Iniciativa do MEC fere autonomia dos colégios, dizem entidades

O comunicado do Ministério da Educação (MEC), enviado a escolas do país na segunda-feira 25, que pede que seja lida uma carta aos alunos, professores e funcionários com o slogan da campanha de Jair Bolsonaro, “Brasil acima de tudo. Deus acima de todos”, provocou fortes reações no meio educacional.

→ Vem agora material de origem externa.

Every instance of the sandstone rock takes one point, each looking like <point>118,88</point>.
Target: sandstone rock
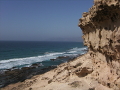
<point>101,29</point>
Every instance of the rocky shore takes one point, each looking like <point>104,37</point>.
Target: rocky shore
<point>99,68</point>
<point>15,74</point>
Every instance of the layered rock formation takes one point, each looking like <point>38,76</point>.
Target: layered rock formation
<point>101,29</point>
<point>99,69</point>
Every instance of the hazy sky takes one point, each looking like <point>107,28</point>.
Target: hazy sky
<point>42,20</point>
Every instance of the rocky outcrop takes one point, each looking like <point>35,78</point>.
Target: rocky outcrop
<point>99,69</point>
<point>101,33</point>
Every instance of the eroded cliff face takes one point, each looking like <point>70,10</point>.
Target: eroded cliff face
<point>101,33</point>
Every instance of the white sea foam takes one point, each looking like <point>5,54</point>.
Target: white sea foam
<point>6,64</point>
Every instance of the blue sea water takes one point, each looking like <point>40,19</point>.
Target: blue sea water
<point>26,53</point>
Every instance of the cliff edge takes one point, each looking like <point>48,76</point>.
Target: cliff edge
<point>101,29</point>
<point>99,68</point>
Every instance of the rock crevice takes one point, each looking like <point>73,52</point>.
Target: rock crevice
<point>101,33</point>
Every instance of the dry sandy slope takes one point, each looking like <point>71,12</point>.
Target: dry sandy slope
<point>74,75</point>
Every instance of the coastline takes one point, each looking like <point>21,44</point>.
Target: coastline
<point>73,75</point>
<point>15,75</point>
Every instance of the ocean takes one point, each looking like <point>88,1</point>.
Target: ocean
<point>18,54</point>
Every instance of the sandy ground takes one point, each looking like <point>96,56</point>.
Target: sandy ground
<point>74,75</point>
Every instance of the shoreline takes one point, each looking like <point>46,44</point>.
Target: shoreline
<point>73,75</point>
<point>25,85</point>
<point>14,75</point>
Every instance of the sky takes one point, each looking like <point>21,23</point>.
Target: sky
<point>41,20</point>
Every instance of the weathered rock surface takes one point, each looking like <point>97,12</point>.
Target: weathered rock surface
<point>99,69</point>
<point>101,29</point>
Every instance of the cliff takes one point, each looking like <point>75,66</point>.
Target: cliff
<point>99,69</point>
<point>101,29</point>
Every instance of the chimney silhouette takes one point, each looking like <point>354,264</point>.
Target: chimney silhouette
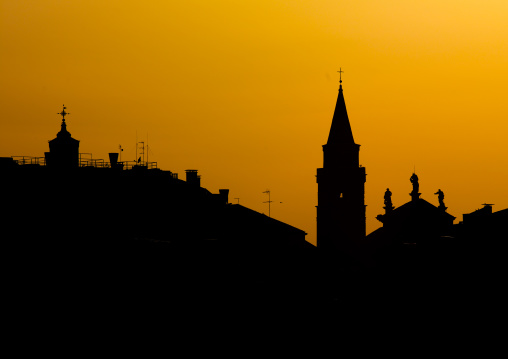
<point>191,176</point>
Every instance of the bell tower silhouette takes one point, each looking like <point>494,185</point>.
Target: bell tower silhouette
<point>341,186</point>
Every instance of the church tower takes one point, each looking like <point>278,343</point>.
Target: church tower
<point>63,150</point>
<point>341,186</point>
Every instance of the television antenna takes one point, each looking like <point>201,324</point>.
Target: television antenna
<point>269,201</point>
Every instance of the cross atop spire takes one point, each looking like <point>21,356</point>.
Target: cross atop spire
<point>63,113</point>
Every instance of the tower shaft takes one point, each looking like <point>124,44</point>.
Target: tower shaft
<point>341,186</point>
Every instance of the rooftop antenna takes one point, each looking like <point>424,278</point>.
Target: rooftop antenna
<point>269,201</point>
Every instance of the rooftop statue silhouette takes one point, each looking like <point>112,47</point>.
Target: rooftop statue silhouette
<point>440,196</point>
<point>415,195</point>
<point>388,201</point>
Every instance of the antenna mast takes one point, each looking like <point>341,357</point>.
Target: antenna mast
<point>269,201</point>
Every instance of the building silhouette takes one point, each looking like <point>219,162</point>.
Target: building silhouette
<point>341,181</point>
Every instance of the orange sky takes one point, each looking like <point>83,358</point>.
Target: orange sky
<point>244,91</point>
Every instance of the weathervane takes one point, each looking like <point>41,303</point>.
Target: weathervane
<point>63,113</point>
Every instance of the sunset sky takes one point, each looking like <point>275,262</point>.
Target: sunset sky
<point>244,92</point>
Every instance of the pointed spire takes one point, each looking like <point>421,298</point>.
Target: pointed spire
<point>63,130</point>
<point>340,131</point>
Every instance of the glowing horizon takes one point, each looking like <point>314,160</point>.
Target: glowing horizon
<point>245,92</point>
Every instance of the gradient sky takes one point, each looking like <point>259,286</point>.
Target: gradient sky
<point>244,91</point>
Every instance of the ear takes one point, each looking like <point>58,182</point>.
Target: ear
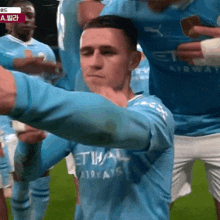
<point>135,59</point>
<point>88,10</point>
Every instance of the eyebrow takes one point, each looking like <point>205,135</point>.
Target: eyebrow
<point>101,47</point>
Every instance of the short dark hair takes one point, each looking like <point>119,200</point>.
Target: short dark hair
<point>113,21</point>
<point>13,2</point>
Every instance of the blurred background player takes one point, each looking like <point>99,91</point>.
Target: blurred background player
<point>21,45</point>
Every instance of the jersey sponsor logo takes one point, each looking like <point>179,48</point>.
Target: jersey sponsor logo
<point>156,30</point>
<point>99,159</point>
<point>104,174</point>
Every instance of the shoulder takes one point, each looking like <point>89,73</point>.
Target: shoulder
<point>151,106</point>
<point>43,45</point>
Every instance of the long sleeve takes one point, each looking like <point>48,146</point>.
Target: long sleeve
<point>32,161</point>
<point>86,118</point>
<point>6,59</point>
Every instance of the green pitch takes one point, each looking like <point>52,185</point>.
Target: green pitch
<point>198,205</point>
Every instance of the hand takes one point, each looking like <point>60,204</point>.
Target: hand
<point>31,135</point>
<point>198,53</point>
<point>35,65</point>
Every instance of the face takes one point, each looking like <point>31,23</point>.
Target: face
<point>160,5</point>
<point>26,28</point>
<point>105,58</point>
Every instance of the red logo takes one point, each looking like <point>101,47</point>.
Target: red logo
<point>12,18</point>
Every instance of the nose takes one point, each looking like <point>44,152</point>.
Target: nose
<point>27,19</point>
<point>96,60</point>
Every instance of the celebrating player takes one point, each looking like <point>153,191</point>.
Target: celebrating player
<point>121,142</point>
<point>21,45</point>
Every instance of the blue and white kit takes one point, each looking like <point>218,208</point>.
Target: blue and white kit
<point>123,156</point>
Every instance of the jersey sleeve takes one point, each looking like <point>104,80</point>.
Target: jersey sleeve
<point>6,59</point>
<point>160,121</point>
<point>69,34</point>
<point>86,118</point>
<point>124,8</point>
<point>50,55</point>
<point>32,161</point>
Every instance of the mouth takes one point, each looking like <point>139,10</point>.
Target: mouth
<point>95,75</point>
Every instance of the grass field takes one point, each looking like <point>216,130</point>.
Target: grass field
<point>198,205</point>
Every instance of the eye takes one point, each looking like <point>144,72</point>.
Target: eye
<point>108,52</point>
<point>86,53</point>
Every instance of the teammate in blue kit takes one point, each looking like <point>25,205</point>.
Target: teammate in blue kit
<point>20,44</point>
<point>182,46</point>
<point>121,141</point>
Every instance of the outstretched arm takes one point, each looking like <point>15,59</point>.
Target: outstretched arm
<point>34,157</point>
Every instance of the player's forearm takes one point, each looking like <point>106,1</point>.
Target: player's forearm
<point>7,91</point>
<point>32,161</point>
<point>86,118</point>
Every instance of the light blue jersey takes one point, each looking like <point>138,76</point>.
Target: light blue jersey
<point>192,93</point>
<point>123,156</point>
<point>69,34</point>
<point>140,78</point>
<point>11,48</point>
<point>15,48</point>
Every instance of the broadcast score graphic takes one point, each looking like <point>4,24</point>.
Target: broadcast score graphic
<point>11,15</point>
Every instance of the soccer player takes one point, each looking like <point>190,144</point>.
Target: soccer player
<point>20,44</point>
<point>182,46</point>
<point>3,179</point>
<point>121,142</point>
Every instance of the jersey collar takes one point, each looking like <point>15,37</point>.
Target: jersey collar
<point>30,42</point>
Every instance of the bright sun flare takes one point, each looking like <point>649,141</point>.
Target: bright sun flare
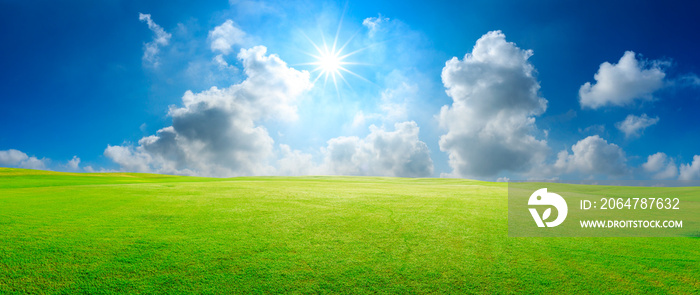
<point>330,61</point>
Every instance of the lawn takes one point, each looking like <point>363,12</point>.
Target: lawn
<point>107,233</point>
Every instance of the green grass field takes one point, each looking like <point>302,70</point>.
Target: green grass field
<point>137,233</point>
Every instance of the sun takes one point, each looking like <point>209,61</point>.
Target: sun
<point>330,61</point>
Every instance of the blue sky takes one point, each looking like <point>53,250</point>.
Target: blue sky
<point>88,85</point>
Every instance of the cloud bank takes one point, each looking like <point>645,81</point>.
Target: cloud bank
<point>490,124</point>
<point>633,125</point>
<point>622,83</point>
<point>160,38</point>
<point>216,132</point>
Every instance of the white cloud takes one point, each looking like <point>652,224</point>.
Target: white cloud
<point>592,155</point>
<point>622,83</point>
<point>690,171</point>
<point>215,132</point>
<point>15,158</point>
<point>160,38</point>
<point>225,36</point>
<point>294,163</point>
<point>382,153</point>
<point>660,166</point>
<point>374,23</point>
<point>490,124</point>
<point>394,102</point>
<point>12,157</point>
<point>633,125</point>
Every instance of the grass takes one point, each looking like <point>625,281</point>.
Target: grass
<point>138,233</point>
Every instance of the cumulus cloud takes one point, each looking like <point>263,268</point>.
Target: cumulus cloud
<point>633,125</point>
<point>382,153</point>
<point>295,162</point>
<point>490,124</point>
<point>373,24</point>
<point>660,166</point>
<point>622,83</point>
<point>15,158</point>
<point>690,171</point>
<point>592,155</point>
<point>160,38</point>
<point>216,131</point>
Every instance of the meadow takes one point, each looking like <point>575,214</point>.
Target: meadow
<point>104,233</point>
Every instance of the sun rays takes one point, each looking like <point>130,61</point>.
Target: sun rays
<point>331,61</point>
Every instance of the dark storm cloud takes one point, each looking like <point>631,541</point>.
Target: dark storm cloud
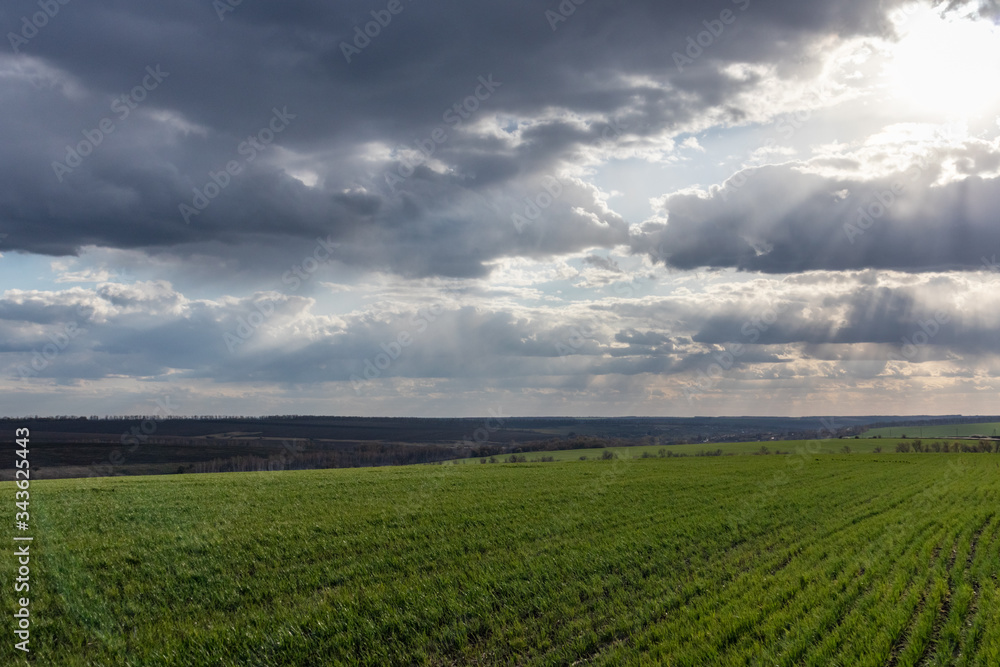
<point>784,221</point>
<point>224,80</point>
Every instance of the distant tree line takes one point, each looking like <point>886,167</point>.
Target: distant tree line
<point>967,446</point>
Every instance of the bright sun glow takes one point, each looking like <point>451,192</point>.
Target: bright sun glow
<point>945,65</point>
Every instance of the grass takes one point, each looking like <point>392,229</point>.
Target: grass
<point>830,446</point>
<point>937,431</point>
<point>780,560</point>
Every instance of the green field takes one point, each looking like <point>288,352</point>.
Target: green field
<point>939,431</point>
<point>744,560</point>
<point>829,446</point>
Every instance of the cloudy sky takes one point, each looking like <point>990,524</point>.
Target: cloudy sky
<point>593,207</point>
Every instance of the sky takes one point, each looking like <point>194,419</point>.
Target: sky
<point>579,208</point>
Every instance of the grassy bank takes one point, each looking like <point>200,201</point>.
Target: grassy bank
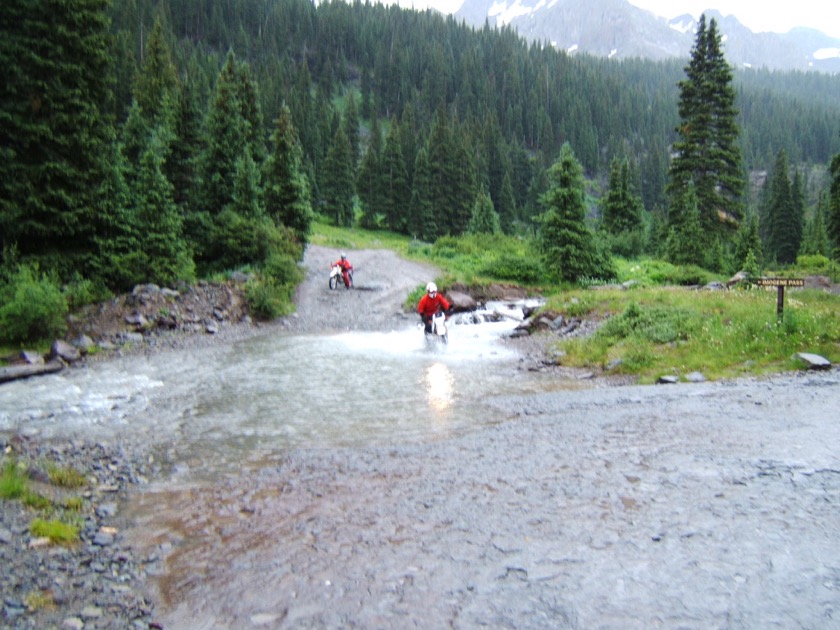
<point>658,323</point>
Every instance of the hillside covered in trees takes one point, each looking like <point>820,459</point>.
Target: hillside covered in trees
<point>157,140</point>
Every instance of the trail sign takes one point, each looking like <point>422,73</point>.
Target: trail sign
<point>780,284</point>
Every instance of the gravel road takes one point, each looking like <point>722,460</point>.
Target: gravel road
<point>707,505</point>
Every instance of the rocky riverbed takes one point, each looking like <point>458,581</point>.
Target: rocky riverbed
<point>696,505</point>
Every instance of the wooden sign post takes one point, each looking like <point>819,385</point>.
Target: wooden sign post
<point>780,284</point>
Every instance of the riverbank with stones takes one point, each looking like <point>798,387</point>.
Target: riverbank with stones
<point>98,582</point>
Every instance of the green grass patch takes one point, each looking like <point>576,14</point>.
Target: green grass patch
<point>57,532</point>
<point>13,481</point>
<point>722,334</point>
<point>39,600</point>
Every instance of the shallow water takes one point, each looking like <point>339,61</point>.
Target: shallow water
<point>216,407</point>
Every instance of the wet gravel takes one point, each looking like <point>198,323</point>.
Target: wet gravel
<point>708,505</point>
<point>96,582</point>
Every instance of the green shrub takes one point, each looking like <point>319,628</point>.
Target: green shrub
<point>813,263</point>
<point>65,476</point>
<point>267,299</point>
<point>655,324</point>
<point>282,269</point>
<point>32,307</point>
<point>514,268</point>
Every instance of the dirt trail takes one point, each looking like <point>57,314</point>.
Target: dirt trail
<point>382,280</point>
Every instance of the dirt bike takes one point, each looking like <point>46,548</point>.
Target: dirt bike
<point>337,278</point>
<point>439,334</point>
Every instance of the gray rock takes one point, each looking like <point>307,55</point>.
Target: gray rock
<point>103,539</point>
<point>31,357</point>
<point>814,361</point>
<point>667,379</point>
<point>91,612</point>
<point>83,343</point>
<point>137,320</point>
<point>63,350</point>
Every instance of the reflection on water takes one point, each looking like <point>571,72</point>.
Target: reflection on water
<point>220,406</point>
<point>439,386</point>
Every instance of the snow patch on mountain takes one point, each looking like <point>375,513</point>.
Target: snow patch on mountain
<point>827,53</point>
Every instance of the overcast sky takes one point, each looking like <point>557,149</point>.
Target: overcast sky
<point>758,15</point>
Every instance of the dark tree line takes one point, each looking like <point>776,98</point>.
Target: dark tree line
<point>155,139</point>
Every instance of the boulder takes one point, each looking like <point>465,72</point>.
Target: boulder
<point>31,357</point>
<point>64,351</point>
<point>814,361</point>
<point>14,372</point>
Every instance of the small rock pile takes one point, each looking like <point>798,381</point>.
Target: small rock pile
<point>96,582</point>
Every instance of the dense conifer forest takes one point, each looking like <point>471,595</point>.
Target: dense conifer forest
<point>158,140</point>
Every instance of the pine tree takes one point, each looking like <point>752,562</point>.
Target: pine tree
<point>225,130</point>
<point>55,130</point>
<point>350,122</point>
<point>396,191</point>
<point>421,213</point>
<point>337,184</point>
<point>156,86</point>
<point>566,243</point>
<point>785,223</point>
<point>621,210</point>
<point>369,184</point>
<point>707,152</point>
<point>287,196</point>
<point>484,219</point>
<point>834,206</point>
<point>686,243</point>
<point>747,241</point>
<point>166,257</point>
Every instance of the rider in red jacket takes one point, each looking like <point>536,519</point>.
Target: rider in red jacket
<point>346,268</point>
<point>430,304</point>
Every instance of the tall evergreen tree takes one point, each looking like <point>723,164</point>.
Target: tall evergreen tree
<point>55,129</point>
<point>370,183</point>
<point>156,88</point>
<point>337,181</point>
<point>166,257</point>
<point>287,195</point>
<point>350,122</point>
<point>396,192</point>
<point>484,219</point>
<point>834,206</point>
<point>707,154</point>
<point>421,212</point>
<point>621,209</point>
<point>686,243</point>
<point>225,129</point>
<point>747,241</point>
<point>566,242</point>
<point>785,228</point>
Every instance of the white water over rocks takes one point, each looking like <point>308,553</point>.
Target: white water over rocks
<point>355,479</point>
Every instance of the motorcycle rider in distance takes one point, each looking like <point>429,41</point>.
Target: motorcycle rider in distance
<point>430,304</point>
<point>346,268</point>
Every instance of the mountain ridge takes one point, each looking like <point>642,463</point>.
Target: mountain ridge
<point>618,29</point>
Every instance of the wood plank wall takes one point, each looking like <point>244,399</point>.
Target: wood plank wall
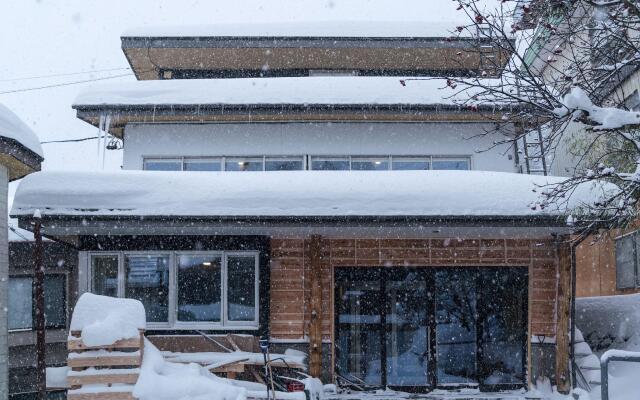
<point>291,273</point>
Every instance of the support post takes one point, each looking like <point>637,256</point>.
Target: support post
<point>38,293</point>
<point>315,324</point>
<point>563,344</point>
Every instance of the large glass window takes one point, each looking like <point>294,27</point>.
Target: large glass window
<point>20,303</point>
<point>369,163</point>
<point>199,288</point>
<point>627,268</point>
<point>330,163</point>
<point>147,280</point>
<point>450,164</point>
<point>202,164</point>
<point>243,164</point>
<point>241,288</point>
<point>163,164</point>
<point>182,289</point>
<point>283,164</point>
<point>22,308</point>
<point>410,163</point>
<point>104,275</point>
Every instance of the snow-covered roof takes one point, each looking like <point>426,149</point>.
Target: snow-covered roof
<point>287,194</point>
<point>443,24</point>
<point>273,91</point>
<point>14,128</point>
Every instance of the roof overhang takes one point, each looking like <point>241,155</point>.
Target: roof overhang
<point>123,114</point>
<point>19,160</point>
<point>166,57</point>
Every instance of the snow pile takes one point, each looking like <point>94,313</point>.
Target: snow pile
<point>103,320</point>
<point>14,128</point>
<point>161,380</point>
<point>277,91</point>
<point>605,117</point>
<point>290,193</point>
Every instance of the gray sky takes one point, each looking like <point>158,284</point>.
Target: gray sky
<point>46,37</point>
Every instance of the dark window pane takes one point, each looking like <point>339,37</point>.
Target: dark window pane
<point>147,280</point>
<point>241,282</point>
<point>451,164</point>
<point>55,295</point>
<point>202,165</point>
<point>163,165</point>
<point>330,164</point>
<point>369,164</point>
<point>409,164</point>
<point>626,262</point>
<point>293,164</point>
<point>20,308</point>
<point>199,288</point>
<point>456,327</point>
<point>359,347</point>
<point>407,348</point>
<point>243,164</point>
<point>104,275</point>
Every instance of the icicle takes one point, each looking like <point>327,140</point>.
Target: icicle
<point>100,126</point>
<point>107,124</point>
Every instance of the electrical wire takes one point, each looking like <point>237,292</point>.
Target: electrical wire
<point>64,74</point>
<point>64,84</point>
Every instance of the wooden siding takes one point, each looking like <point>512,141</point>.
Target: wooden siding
<point>290,273</point>
<point>596,265</point>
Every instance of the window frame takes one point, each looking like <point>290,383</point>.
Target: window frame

O comunicado, assinado pelo ministro Ricardo Vélez Rodriguez, recomenda ainda que todos estejam “perfilados diante da Bandeira do Brasil” e seja tocado o Hino Nacional. Por último, pede que as escolas filmem as crianças nesse momento e enviem os vídeos ao governo.

O Conselho Nacional de Secretários Estaduais de Educação (Consed) disse, em nota, que a ação fere não apenas a autonomia dos gestores, mas dos entes da Federação. O Movimento Escola sem Partido também criticou a medida nas redes sociais. “O ambiente escolar deve estar imune a qualquer tipo de ingerência político-partidária”, disse o Consed. Para o órgão, o Brasil precisa, “ao contrário de estimular pequenas disputas ideológicas na Educação”, priorizar a aprendizagem.

O Escola sem Partido, em publicação nas redes sociais, disse não ver problema no Hino ou na filmagem das crianças, mas na carta do MEC. “É o fim da picada”. A entidade defende combater uma suposta doutrinação por parte de professores em sala de aula — uma das bandeiras de Jair Bolsonaro.